The slippery elastic nature of orbat numbers on the Eastern Front has many readers confused when they try to understand just how big unit actions were (and I include myself in this catagory). The disjointed way that military historians pepper their texts with numbers that make meaningful comparisons impossible, is intensely frustrating for a Wargamer trying to recreate a particular action. The Red Army Handbook 1939-1945 by Steven Zaloga and Leland Ness (1998), and the World War II Databook by John Ellis (1993) are usually my first points of reference.
I usually start from tank strengths – since these are key indicators. Consider that at full strength, a Soviet tank corps, on its return to the orbat in April 1942, contained 20 KVs, 40 T-34s and 40 T-60s or T-70s.
With an NQM tank model representing 30 tanks, then a Soviet tank corps would be 100 tanks represented by 10 Strength points rounded down to 3 models of 3 strength points each. If more accuracy is wanted then the KV is 2 strength points (s2) and the medium and light tank models are (s4) each. Remember this is a full strength “corps” of 3 tank models. At this time a British tank battalion was fielding about 50 tanks represented by 5 strength points or 1 model.
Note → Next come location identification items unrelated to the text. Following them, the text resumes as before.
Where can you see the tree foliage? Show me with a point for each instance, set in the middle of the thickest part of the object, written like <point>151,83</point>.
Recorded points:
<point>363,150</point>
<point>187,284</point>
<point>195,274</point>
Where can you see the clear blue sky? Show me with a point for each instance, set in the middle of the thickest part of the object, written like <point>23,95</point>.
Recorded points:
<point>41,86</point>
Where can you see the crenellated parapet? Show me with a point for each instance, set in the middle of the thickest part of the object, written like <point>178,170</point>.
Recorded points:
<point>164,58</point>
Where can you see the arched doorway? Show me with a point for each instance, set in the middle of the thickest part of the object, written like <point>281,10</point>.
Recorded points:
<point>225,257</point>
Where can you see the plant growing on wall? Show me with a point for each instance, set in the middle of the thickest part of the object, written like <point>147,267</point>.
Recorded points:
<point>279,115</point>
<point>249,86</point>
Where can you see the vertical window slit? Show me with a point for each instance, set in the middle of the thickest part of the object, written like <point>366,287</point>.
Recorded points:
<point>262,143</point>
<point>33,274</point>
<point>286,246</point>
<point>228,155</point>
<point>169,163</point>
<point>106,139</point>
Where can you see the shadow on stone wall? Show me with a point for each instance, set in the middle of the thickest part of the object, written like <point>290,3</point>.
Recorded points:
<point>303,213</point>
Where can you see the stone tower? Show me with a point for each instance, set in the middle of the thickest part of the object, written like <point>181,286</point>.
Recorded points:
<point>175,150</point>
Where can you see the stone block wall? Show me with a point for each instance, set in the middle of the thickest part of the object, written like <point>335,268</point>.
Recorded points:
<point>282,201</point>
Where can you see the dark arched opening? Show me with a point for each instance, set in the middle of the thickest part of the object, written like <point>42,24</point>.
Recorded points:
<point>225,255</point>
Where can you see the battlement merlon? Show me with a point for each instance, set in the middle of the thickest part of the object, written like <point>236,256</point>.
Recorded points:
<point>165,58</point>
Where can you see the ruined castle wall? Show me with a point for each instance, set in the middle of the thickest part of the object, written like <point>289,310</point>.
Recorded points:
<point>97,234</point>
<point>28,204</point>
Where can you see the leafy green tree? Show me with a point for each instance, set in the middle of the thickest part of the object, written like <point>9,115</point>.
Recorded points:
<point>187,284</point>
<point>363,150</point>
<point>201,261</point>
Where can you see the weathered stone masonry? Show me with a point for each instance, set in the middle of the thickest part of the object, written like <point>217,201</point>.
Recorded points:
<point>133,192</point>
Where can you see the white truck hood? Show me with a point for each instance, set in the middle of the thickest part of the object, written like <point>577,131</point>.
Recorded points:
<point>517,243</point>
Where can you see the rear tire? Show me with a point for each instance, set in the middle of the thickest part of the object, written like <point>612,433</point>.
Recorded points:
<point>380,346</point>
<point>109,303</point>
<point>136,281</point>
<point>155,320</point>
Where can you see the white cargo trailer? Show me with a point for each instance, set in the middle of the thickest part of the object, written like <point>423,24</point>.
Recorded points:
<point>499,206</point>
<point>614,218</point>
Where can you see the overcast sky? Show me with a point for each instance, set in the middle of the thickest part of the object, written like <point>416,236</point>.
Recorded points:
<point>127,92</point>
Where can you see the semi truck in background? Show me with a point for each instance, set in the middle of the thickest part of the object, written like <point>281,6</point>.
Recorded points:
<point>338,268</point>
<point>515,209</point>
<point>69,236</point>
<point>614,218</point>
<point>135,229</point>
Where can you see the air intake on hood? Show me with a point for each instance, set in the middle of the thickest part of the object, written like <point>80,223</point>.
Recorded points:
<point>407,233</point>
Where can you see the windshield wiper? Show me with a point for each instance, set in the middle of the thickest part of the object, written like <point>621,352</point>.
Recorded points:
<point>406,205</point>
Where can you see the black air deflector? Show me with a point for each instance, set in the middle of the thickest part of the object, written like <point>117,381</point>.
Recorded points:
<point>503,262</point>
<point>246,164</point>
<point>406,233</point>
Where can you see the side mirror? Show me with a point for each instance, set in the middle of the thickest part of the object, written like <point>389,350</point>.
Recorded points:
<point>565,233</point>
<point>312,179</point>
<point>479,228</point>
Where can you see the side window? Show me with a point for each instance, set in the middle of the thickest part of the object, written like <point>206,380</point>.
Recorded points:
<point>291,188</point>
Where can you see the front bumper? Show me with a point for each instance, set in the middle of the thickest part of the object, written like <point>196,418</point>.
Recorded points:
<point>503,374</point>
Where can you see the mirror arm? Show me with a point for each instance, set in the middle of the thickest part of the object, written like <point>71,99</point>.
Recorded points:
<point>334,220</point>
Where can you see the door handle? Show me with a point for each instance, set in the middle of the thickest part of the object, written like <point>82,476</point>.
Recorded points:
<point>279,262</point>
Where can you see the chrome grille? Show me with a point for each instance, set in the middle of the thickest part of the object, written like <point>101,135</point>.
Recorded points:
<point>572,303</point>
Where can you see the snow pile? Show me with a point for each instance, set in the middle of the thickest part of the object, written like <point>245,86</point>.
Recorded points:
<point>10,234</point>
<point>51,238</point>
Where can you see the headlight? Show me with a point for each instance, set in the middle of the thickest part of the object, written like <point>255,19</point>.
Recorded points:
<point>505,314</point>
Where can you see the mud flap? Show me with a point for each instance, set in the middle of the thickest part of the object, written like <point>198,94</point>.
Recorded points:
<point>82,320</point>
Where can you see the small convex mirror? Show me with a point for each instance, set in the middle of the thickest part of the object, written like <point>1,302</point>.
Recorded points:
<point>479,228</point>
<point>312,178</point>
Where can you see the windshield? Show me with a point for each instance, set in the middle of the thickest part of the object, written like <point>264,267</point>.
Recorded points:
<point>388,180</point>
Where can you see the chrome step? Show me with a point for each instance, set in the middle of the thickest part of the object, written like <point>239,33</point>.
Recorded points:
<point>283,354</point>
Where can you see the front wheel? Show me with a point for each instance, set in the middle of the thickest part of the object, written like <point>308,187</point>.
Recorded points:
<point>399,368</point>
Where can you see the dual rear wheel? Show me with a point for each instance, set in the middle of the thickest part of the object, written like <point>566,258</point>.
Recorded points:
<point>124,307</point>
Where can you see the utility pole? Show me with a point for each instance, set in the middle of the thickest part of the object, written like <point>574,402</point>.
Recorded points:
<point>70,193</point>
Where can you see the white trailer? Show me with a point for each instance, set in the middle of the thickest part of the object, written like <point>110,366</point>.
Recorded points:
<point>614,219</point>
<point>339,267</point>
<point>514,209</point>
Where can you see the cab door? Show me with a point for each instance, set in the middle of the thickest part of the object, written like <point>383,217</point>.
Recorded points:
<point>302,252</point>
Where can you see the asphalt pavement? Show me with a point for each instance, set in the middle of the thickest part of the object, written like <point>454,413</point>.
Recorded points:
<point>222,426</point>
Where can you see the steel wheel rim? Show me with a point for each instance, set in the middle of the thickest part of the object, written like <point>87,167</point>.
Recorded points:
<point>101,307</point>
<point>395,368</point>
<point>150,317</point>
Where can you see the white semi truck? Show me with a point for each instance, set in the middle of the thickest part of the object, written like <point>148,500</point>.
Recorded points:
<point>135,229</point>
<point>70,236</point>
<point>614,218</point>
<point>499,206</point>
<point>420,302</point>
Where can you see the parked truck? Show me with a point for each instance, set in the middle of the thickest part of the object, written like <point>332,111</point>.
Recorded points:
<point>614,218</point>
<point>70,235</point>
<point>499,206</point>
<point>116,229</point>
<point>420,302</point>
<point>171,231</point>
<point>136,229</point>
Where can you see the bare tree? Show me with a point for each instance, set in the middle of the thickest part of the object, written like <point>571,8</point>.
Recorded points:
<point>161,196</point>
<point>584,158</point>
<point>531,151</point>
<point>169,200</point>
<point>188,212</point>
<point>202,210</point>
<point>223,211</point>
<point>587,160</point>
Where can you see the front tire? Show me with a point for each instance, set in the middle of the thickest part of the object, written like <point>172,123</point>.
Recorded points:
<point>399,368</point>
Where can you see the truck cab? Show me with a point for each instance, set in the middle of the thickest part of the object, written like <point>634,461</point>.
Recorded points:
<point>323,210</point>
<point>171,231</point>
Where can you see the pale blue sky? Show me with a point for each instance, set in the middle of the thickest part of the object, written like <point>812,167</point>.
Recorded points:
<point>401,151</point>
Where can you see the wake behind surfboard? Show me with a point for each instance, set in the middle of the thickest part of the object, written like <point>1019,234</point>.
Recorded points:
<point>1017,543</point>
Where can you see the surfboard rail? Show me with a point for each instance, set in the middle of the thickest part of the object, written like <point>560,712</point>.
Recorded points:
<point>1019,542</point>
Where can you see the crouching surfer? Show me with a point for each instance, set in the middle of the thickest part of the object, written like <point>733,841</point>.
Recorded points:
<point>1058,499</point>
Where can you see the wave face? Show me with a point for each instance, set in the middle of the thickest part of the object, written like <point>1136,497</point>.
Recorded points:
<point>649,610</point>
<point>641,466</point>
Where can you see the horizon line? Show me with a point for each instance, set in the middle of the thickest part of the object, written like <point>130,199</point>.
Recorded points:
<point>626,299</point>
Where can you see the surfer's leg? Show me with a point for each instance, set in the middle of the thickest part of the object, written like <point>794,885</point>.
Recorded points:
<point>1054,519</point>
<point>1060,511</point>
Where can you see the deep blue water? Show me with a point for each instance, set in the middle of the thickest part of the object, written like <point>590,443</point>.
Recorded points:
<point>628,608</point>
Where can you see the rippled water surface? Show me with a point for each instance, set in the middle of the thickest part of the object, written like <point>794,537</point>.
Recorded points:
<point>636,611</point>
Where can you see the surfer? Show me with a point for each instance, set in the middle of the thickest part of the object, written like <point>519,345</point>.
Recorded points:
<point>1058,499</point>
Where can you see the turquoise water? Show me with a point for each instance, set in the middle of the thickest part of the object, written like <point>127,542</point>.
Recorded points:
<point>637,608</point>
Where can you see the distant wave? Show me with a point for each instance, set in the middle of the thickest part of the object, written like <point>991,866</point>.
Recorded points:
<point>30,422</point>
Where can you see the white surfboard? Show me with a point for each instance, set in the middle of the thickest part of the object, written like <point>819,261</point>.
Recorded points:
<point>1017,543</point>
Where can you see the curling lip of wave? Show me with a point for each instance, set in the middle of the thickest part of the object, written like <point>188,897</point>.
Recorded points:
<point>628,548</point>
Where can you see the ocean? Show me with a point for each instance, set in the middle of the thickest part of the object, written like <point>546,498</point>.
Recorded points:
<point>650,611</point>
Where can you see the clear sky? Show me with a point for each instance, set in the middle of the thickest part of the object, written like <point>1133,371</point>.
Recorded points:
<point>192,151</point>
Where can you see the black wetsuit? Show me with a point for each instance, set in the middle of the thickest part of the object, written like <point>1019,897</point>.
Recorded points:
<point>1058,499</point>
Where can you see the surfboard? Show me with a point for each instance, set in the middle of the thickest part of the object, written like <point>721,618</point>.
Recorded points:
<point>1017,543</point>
I normally round strengths down to allow for the inevitable non-runners scattered around workshops.
A cursory reading of Citadel The Battle of Kursk by Robin Cross (1993) gives the following strengths at the start of the battle on p151. NQM Models are given in (brackets) :
XLVIII Panzer Corps
Grossdeutschland Division: 163 tanks and 35 (1) assault guns, of which, 14 Tigers (1-) and 104 Panthers (3+) with the remaining 45 (1) being Pz IVs. 6 Panzer Grenadier Battalions.
11 Panzer Division : 80 tanks (3). 4 Panzer Grenadier Battalions.
3 Panzer Division : 80 Tanks (3). 4 Panzer Grenadier Battalions.
In total the corps had 300 tanks (10) and 60 Assault guns (2), but note that p205 gives “approximately 470”.
IISS Panzer Corps
Each of Liebstandarte, Das Reich and Totenkopf Divisions having 130 (4) tanks and 35 (1) assault guns, of which 13-15 Tigers (1) the remaining (3) being an even mix presumably of Pz IIIs and IVs, 6 Panzer Grenadier Battalions (or 8 for Das Reich, depending on source).
Anyone fielding Panthers at Kursk should note that by the end of the first day’s fighting 76 (2) had broken down due to mechanical failure leaving only 28 (1) in the field. By the end of the advance, Grossdeutschland was being referred to as a “battlegroup”.
It can be seen that at this stage of the war, A Soviet tank corps is broadly equivalent to a standard panzer division of about 3 tank models, and also a British brigade of 3 tank regiments (battalions in anyone else’s army).